Colby Magazine - Summer 1999 More Carnegie Fellows
Associate Professor Guilain Denoeux (government) was stunned in April when he received word that both of Colby’s nominees, seniors William Barndt and Jennifer McElhinny, were offered fellowships at the Carnegie Endowment for International Peace. Stunned not because either was undeserving; stunned, rather, that one small college corralled 20 percent of the fellowship program—two of 10 positions—competing against nominees from Harvard, Stanford, Yale and other top colleges and universities.

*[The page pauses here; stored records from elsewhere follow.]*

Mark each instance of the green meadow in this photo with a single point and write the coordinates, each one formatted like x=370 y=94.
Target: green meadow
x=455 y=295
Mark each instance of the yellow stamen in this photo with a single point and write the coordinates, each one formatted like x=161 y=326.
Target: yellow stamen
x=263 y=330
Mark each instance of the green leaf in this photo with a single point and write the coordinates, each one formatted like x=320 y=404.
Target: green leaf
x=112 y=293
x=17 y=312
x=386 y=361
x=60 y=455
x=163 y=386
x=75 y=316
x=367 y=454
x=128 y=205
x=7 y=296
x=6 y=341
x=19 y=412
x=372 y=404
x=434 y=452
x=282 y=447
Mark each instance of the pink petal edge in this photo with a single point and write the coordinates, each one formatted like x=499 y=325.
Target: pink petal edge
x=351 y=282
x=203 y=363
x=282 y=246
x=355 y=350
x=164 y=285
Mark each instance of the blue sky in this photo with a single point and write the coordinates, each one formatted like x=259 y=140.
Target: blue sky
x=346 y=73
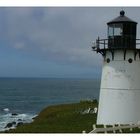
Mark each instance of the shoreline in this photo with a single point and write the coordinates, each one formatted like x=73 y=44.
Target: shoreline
x=62 y=118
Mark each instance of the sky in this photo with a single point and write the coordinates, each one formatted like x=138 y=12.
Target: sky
x=54 y=42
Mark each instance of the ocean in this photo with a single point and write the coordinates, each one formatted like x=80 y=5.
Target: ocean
x=23 y=98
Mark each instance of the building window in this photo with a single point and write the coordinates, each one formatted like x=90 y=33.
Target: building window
x=107 y=60
x=130 y=60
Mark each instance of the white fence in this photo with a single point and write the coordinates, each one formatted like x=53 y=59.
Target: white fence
x=114 y=128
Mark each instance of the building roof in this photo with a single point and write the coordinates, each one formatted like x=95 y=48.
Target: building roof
x=121 y=19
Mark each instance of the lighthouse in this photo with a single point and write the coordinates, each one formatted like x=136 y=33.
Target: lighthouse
x=119 y=99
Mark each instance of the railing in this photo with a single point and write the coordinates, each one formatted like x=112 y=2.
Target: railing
x=104 y=44
x=114 y=128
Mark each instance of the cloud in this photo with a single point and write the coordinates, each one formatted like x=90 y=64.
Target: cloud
x=62 y=35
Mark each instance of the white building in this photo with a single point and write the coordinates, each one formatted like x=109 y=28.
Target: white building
x=119 y=100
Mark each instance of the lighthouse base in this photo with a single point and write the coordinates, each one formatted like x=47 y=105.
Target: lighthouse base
x=119 y=107
x=119 y=100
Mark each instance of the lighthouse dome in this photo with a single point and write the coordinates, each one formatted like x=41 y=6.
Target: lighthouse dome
x=121 y=19
x=122 y=32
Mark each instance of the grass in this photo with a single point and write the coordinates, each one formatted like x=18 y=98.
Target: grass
x=61 y=119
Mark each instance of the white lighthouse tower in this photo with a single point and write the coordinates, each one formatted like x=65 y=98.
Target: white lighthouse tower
x=119 y=100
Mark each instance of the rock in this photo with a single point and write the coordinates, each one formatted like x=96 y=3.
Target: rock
x=14 y=114
x=20 y=123
x=14 y=123
x=9 y=125
x=19 y=120
x=6 y=109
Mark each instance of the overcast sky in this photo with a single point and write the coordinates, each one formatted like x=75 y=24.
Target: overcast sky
x=54 y=42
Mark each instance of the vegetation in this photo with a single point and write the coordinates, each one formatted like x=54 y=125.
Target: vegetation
x=66 y=118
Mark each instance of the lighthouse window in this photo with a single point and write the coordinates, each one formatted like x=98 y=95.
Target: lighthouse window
x=130 y=60
x=118 y=30
x=107 y=60
x=110 y=31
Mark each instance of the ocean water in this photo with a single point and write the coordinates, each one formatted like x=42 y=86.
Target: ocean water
x=26 y=97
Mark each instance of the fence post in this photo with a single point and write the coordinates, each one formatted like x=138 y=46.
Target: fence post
x=113 y=126
x=105 y=129
x=94 y=126
x=84 y=132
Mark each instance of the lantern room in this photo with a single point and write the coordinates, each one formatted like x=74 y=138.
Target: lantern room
x=122 y=32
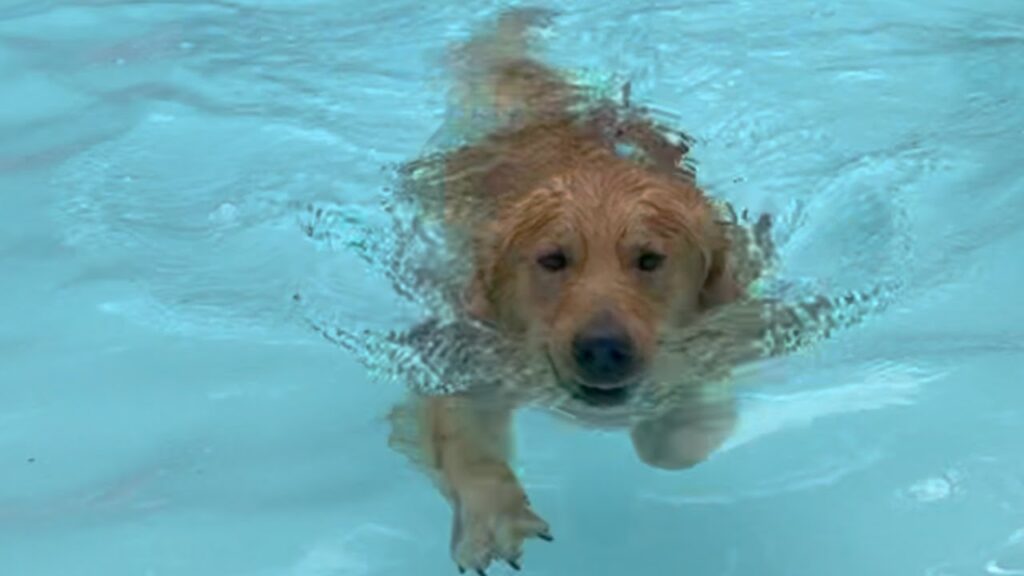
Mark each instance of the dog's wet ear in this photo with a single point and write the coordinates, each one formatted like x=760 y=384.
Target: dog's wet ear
x=721 y=286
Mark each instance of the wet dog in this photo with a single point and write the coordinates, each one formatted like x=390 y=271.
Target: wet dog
x=589 y=243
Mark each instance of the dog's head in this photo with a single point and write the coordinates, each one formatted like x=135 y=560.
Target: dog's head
x=593 y=268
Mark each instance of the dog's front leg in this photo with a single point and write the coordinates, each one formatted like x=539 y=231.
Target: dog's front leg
x=465 y=444
x=685 y=436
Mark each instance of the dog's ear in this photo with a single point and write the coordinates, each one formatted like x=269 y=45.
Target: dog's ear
x=720 y=284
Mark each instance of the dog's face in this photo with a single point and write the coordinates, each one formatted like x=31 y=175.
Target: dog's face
x=592 y=269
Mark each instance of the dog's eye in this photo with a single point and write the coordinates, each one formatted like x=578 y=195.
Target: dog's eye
x=555 y=261
x=649 y=261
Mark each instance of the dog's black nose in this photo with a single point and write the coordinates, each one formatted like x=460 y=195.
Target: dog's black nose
x=604 y=356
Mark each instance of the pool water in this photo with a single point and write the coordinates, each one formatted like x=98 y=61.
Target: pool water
x=165 y=409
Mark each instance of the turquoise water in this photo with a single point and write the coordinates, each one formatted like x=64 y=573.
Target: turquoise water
x=166 y=410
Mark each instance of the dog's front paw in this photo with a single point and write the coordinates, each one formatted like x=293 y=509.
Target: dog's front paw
x=492 y=521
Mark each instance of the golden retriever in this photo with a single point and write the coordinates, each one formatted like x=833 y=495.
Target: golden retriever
x=589 y=244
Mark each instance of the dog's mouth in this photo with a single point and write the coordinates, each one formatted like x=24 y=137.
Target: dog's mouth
x=597 y=396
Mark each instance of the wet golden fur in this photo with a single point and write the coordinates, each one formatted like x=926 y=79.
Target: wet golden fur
x=550 y=179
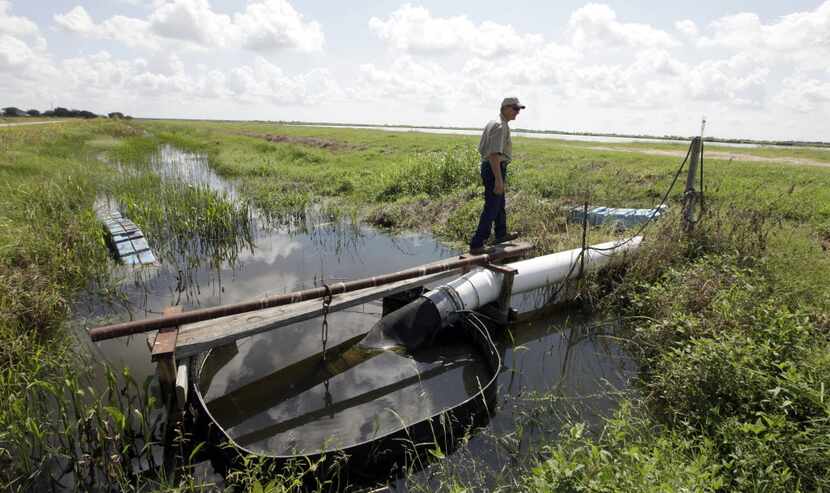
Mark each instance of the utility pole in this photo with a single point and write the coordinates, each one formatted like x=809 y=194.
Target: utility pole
x=691 y=195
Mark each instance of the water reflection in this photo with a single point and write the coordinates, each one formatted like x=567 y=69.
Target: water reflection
x=280 y=258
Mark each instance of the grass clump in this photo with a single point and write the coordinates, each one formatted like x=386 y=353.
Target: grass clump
x=431 y=174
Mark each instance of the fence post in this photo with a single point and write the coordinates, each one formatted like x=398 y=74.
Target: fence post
x=690 y=195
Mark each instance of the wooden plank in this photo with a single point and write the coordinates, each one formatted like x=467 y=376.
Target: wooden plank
x=199 y=337
x=164 y=353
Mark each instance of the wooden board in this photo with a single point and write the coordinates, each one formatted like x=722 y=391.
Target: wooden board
x=199 y=337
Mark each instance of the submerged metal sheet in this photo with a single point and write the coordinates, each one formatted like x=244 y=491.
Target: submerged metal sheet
x=618 y=216
x=294 y=412
x=127 y=241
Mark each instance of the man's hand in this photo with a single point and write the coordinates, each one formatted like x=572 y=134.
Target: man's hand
x=495 y=166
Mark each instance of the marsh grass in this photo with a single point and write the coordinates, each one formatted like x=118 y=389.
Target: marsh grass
x=728 y=324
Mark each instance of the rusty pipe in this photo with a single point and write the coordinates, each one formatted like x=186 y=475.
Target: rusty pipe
x=138 y=326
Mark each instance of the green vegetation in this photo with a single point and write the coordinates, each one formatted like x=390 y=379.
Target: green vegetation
x=729 y=325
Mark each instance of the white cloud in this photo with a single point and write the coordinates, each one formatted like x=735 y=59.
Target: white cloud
x=275 y=24
x=15 y=26
x=22 y=48
x=802 y=37
x=687 y=27
x=265 y=25
x=191 y=20
x=422 y=84
x=413 y=29
x=265 y=81
x=596 y=26
x=739 y=80
x=133 y=32
x=76 y=20
x=804 y=95
x=14 y=53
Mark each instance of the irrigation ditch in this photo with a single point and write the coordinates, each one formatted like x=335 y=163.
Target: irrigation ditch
x=554 y=366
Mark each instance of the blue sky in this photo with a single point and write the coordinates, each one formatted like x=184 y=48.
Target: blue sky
x=754 y=69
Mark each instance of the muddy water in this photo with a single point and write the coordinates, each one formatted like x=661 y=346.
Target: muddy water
x=268 y=402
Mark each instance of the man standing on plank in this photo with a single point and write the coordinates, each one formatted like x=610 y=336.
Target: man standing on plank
x=496 y=149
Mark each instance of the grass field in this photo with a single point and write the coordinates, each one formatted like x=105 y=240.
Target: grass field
x=729 y=323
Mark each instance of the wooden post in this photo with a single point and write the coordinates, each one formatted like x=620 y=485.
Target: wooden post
x=690 y=195
x=501 y=311
x=164 y=355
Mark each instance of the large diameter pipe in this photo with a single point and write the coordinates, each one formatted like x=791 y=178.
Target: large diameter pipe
x=193 y=316
x=479 y=287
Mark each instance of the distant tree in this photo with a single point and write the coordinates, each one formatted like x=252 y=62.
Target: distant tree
x=12 y=111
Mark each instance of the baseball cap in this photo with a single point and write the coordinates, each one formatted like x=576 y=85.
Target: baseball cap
x=512 y=102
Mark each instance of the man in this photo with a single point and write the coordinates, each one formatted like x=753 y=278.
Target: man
x=496 y=149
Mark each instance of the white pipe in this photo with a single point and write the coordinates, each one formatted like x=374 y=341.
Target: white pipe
x=482 y=286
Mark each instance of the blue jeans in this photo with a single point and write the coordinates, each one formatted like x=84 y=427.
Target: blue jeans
x=493 y=211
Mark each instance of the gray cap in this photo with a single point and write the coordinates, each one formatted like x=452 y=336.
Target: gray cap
x=512 y=102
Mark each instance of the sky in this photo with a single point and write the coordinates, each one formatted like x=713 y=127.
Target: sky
x=754 y=69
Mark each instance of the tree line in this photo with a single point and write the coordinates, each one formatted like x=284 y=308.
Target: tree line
x=61 y=112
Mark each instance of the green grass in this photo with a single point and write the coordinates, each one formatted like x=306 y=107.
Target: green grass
x=729 y=324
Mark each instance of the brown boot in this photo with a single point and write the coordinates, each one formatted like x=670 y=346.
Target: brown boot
x=508 y=237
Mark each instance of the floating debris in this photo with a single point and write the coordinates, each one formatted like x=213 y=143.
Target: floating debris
x=620 y=217
x=126 y=240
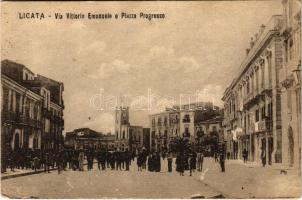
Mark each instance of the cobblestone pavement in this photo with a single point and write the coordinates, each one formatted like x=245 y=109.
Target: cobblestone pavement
x=107 y=184
x=239 y=181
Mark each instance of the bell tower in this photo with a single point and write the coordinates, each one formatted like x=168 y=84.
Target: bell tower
x=122 y=126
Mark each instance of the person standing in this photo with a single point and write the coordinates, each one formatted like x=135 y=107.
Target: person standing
x=170 y=160
x=127 y=159
x=180 y=163
x=99 y=158
x=59 y=160
x=192 y=163
x=46 y=162
x=150 y=162
x=263 y=157
x=157 y=161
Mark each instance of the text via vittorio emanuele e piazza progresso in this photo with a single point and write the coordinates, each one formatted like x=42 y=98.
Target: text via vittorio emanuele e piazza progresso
x=90 y=15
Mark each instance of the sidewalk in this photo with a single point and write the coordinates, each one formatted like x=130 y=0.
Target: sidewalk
x=249 y=180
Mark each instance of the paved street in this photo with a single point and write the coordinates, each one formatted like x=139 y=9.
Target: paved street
x=108 y=184
x=239 y=181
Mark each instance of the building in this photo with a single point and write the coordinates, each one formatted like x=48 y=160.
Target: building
x=84 y=138
x=252 y=103
x=122 y=128
x=210 y=134
x=290 y=80
x=136 y=138
x=146 y=138
x=32 y=111
x=178 y=121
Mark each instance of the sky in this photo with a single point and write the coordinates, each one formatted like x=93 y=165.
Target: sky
x=195 y=51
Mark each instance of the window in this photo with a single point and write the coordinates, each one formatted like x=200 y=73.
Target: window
x=186 y=119
x=248 y=86
x=257 y=115
x=291 y=49
x=5 y=98
x=263 y=112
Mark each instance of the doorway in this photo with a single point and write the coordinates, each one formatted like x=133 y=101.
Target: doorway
x=290 y=146
x=16 y=141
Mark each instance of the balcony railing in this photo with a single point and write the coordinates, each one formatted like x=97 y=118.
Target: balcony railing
x=19 y=118
x=186 y=120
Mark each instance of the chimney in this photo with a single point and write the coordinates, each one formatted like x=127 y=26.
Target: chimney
x=247 y=51
x=262 y=27
x=252 y=42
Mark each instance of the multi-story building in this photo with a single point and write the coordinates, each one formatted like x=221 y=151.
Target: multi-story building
x=252 y=103
x=122 y=127
x=84 y=138
x=26 y=106
x=146 y=138
x=136 y=138
x=210 y=134
x=291 y=84
x=177 y=121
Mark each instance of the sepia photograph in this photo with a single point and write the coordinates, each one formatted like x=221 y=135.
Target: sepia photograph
x=151 y=99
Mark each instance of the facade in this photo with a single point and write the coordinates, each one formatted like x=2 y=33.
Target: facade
x=290 y=80
x=209 y=126
x=252 y=103
x=27 y=102
x=122 y=128
x=136 y=138
x=83 y=138
x=178 y=121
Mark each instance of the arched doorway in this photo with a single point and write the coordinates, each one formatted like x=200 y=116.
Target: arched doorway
x=290 y=146
x=16 y=141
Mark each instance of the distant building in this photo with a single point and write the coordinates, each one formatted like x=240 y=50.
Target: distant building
x=252 y=102
x=122 y=128
x=178 y=121
x=84 y=138
x=290 y=78
x=146 y=138
x=136 y=138
x=210 y=134
x=31 y=112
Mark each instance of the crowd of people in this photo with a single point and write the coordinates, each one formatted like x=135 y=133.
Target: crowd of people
x=72 y=159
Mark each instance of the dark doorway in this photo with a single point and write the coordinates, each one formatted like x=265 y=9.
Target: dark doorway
x=291 y=146
x=17 y=141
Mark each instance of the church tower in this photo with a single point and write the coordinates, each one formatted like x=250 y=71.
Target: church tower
x=122 y=127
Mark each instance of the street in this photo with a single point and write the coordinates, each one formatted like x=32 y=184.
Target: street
x=107 y=184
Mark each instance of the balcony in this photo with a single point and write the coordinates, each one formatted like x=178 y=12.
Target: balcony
x=261 y=126
x=186 y=120
x=20 y=119
x=46 y=113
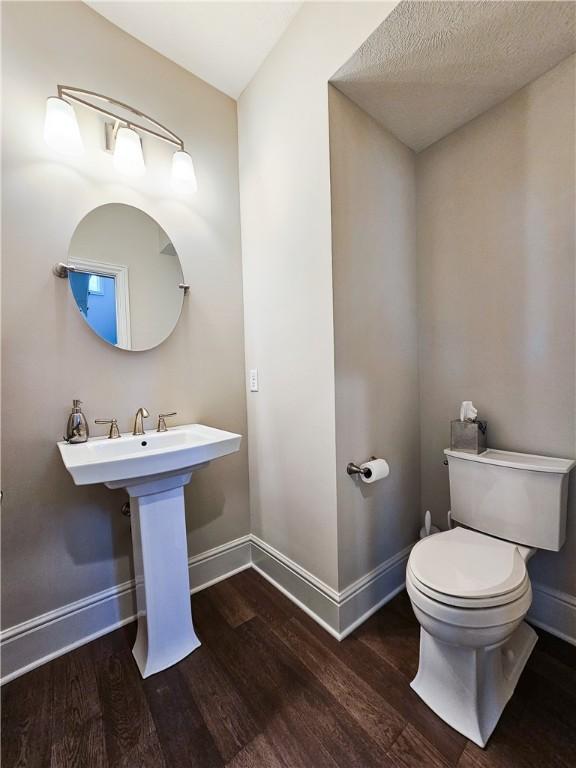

The Carnegie Endowment’s 10 junior fellows spend a year working on programs in international affairs. Barndt (Quakertown, Pa.) will work in the democracy project; McElhinny (San Francisco, Calif.) will work on international migration policy. McElhinny had accepted a Peace Corps assignment in Jordan and wangled a deferral despite the Corps’ “no deferrals” policy; Barndt has a full-scholarship to Princeton’s Ph.D. program in politics, which he postponed despite the university’s similar policy.

At Colby both students were involved in Denoeux’s democracy-assessment research. McElhinny, a government and anthropology major, evaluated democratic characteristics of Morocco’s constitutional monarchy. Barndt, who majored in government and international studies, studied in Chile and did research in Bolivia.

Though the two occupy different stations on the political continuum, according to Barndt, they are friends and there was no rivalry in the competition. When the Carnegie endowment contacted them this spring, each was nervous about upsetting the other with the news. “We didn’t talk to each other for two days,” McElhinny said. “The best part about it is that Will and I both got it.”